Gains in restoring financial stability may face rough weather due to credit and liquidity stress in non-banking financial companies (NBFCs) in India, according to the Annual Report of the Reserve Bank of India (RBI).
The aggregate demand is slowing in a broad-based manner.
These concerns are, however, being addressed by the RBI, according to the Annual Report for 2018-19, released on Thursday.
India’s macroeconomic stability provided a silver lining. But it is unclear whether this stability mitigated a deeper loss of activity or it reflected the symptoms of the slowdown itself. This dilemma becomes all the more acute when juxtaposed with issues relating to financial stability.
The ongoing repair of banks’ balance sheets and rebuilding of capital buffers have brought about a plateauing of stressed assets and a rekindling of credit flows in anticipation of the reinvigoration of growth impulses, it said.
NBFCs account for around 12 per cent of the assets of the banking and non-banking space. Yet, the emergence of stress following isolated but large credit events and a wider perception of liquidity shortages reveal the degree of interconnectedness in the financial system and the systemic ramifications, the report says.
The ongoing strengthening of the liquidity and regulatory framework for NBFCs will be informed by this experience, especially in efforts to remove regulatory arbitrage, the report concludes.
While the mounting overhang of the impaired assets inhibited lending by the banking system, NBFCs have stepped in to intermediate resources to various sectors of the economy, notes the report.
As the events of FY19 show, there were irrational exuberance and considerable overleveraging, with asset-liability mismatches in NBFCs.
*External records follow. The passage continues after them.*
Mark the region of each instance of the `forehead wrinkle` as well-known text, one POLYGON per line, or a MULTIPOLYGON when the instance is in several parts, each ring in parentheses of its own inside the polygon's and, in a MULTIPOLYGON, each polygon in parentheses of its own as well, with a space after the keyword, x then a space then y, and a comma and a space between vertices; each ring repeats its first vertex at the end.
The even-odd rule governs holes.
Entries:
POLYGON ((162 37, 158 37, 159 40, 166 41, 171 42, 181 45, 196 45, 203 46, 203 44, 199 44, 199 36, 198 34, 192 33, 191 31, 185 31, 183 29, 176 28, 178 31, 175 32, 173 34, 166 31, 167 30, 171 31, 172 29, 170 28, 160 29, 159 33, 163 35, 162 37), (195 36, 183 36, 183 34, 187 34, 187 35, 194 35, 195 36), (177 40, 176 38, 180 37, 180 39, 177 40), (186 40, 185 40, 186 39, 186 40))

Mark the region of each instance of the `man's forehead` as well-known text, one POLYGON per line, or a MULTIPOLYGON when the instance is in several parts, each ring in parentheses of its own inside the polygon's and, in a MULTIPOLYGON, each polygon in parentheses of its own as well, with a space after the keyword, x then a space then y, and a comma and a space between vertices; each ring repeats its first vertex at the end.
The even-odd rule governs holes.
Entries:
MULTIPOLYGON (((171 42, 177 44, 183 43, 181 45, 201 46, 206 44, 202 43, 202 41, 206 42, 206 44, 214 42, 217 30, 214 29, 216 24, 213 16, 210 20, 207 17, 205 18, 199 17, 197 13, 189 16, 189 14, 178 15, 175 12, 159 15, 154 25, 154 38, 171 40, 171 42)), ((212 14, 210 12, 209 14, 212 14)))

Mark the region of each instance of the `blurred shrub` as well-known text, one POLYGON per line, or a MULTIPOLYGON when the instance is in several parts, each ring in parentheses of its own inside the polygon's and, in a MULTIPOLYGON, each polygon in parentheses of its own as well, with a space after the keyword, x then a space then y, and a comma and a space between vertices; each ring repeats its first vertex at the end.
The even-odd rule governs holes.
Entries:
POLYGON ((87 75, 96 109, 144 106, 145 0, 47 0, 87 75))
The fall of the IL&FS group and the resultant negativism towards the sector account for the near 20 per cent plunge in the flow of credit to the commercial sector from non-banking lenders in FY19.
Commercial credit flows from NBFCs stood at Rs 9.34 trillion in FY19, down from a high of Rs 11.60 trillion in the previous financial year.
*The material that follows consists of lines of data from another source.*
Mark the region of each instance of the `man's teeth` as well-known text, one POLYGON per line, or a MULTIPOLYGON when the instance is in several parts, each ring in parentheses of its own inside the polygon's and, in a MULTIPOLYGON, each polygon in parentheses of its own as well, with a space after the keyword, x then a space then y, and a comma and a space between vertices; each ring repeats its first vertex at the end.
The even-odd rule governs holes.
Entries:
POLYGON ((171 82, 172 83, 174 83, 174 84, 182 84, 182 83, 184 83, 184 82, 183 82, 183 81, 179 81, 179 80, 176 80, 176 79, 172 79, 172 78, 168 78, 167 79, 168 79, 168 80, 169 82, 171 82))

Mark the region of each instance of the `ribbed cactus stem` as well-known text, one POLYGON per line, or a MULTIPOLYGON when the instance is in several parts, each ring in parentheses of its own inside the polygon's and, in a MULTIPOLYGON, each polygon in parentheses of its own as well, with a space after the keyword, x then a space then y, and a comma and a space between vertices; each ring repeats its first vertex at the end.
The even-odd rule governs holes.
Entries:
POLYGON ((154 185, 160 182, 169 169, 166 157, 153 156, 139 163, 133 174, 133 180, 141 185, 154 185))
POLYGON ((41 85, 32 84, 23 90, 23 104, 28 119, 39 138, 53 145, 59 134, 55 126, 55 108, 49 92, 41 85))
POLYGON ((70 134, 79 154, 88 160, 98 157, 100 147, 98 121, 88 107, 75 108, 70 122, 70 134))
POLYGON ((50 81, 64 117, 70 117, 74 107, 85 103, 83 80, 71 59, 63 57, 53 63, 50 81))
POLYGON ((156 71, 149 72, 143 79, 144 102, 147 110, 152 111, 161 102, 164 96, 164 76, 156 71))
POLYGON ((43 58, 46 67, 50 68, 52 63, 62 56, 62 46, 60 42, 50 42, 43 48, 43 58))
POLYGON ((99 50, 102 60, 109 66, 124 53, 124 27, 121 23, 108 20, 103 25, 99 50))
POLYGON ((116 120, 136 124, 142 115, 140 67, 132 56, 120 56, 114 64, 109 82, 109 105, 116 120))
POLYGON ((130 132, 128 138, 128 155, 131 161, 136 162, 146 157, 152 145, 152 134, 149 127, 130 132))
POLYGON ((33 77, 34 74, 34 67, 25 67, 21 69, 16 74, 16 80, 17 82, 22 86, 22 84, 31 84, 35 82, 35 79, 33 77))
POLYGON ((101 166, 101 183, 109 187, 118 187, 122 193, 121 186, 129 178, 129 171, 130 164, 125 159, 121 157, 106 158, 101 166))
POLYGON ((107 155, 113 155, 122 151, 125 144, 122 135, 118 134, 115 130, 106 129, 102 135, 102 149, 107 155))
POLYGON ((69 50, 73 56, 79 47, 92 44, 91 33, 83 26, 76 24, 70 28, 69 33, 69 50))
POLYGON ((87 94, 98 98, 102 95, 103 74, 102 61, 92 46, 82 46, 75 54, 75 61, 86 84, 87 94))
“The decline in flows from non-banking entities was mainly on account of the lower flows from non-deposit taking systemically important NBFCs (net of bank credit to NBFCs) and housing finance companies, particularly in the aftermath of IL&FS fall,” says the report.
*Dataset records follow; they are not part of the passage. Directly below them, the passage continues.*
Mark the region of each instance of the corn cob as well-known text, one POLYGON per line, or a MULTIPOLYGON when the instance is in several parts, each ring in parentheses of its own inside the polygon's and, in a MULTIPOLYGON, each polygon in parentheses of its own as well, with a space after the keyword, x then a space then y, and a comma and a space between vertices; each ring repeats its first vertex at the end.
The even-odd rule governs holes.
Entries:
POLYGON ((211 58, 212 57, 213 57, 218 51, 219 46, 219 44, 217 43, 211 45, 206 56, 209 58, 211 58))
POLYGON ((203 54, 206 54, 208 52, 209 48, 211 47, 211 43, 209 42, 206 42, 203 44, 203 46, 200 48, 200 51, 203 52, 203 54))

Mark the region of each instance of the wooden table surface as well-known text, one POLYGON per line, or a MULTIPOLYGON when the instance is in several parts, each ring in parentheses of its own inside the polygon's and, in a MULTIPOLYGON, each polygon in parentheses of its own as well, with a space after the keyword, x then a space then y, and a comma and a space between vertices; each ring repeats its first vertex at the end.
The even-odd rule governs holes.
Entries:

The decline continued into the first quarter of FY20 as well, with lending by NBFCs to the commercial sector dipping to Rs 2.44 trillion from Rs 2.83 trillion in the first quarter of FY19.
A series of defaults by cash-strapped IL&FS, starting September last year, led to a liquidity crisis in the system, especially for NBFCs, housing finance companies, and mutual funds. The IL&FS group, under insolvency, owes over Rs 99,000 crore to the system.